Our lawyers know that the measure of their success is often not whether they win a case in court, but whether they can avoid taking the case to court in the first place. For the latest in our series of GSC Stories, celebrating 50 years of GSC Solicitors LLP, Mark Richardson explores how to reach a better settlement.
It’s often not in the best interests of a client to go to court. It costs a lot of money. It can be incredibly stressful and time consuming. And even if you’re extremely confident in your case, litigation is inherently risky. There’s always an unpredictable element, a risk that the judge will find against you.
Much of a lawyer’s effort will, therefore, be spent attempting to reach a settlement that avoids a court hearing. What follows are five approaches I might take to keep clients out of the courts.

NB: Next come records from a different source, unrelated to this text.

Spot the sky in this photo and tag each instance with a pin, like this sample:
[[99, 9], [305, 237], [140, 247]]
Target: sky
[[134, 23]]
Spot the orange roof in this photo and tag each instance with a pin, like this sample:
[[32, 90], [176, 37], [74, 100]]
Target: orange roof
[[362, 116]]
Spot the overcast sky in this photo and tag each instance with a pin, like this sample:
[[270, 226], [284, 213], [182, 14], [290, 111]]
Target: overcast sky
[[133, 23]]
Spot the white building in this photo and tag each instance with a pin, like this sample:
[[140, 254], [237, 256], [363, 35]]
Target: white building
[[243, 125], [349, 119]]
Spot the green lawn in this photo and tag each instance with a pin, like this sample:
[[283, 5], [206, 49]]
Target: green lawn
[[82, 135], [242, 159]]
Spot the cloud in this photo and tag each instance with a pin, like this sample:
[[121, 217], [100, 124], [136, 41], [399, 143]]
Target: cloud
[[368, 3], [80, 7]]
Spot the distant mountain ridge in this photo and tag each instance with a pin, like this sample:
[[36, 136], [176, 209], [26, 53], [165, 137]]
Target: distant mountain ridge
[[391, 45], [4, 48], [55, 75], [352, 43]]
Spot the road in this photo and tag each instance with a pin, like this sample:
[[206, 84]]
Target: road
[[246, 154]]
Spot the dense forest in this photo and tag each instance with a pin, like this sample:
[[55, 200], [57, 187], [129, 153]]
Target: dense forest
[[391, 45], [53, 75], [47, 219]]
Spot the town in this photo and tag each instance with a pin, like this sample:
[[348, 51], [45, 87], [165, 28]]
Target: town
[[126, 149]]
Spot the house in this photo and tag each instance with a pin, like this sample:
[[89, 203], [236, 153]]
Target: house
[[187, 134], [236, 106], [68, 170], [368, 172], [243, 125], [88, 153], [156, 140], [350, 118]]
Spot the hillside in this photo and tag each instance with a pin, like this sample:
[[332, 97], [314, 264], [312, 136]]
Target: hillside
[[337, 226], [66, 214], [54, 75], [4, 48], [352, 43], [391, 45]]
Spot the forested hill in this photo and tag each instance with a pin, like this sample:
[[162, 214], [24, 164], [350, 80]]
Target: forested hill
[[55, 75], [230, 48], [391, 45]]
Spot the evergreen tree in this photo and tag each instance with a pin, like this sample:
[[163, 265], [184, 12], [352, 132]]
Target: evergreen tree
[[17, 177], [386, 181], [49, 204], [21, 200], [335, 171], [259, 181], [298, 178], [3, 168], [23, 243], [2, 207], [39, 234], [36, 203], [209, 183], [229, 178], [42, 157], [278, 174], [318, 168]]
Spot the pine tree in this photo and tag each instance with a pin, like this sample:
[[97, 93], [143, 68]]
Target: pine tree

I’d always encourage a client to take a dispassionate, commercial view of their case. For example, if your likely legal costs will far exceed the amount you are likely to recover then, even if you’ll obtain a lower amount through an early settlement, that is surely the better option than taking the case to court and running the risk of no recovery at all.
Separating the emotion from a case isn’t always easy for clients. I’ve dealt with numerous cases in which family members or friends in business together suffer a falling out. If they were able to step back and look at things objectively, they would probably take the commercial view and settle. But it’s hard to stay objective when personal relationships are involved. It often becomes a matter of pride. Other issues which should, ideally, remain entirely separate from the case, become wrapped up with it. There’s a reluctance to be the ‘one who backs down’.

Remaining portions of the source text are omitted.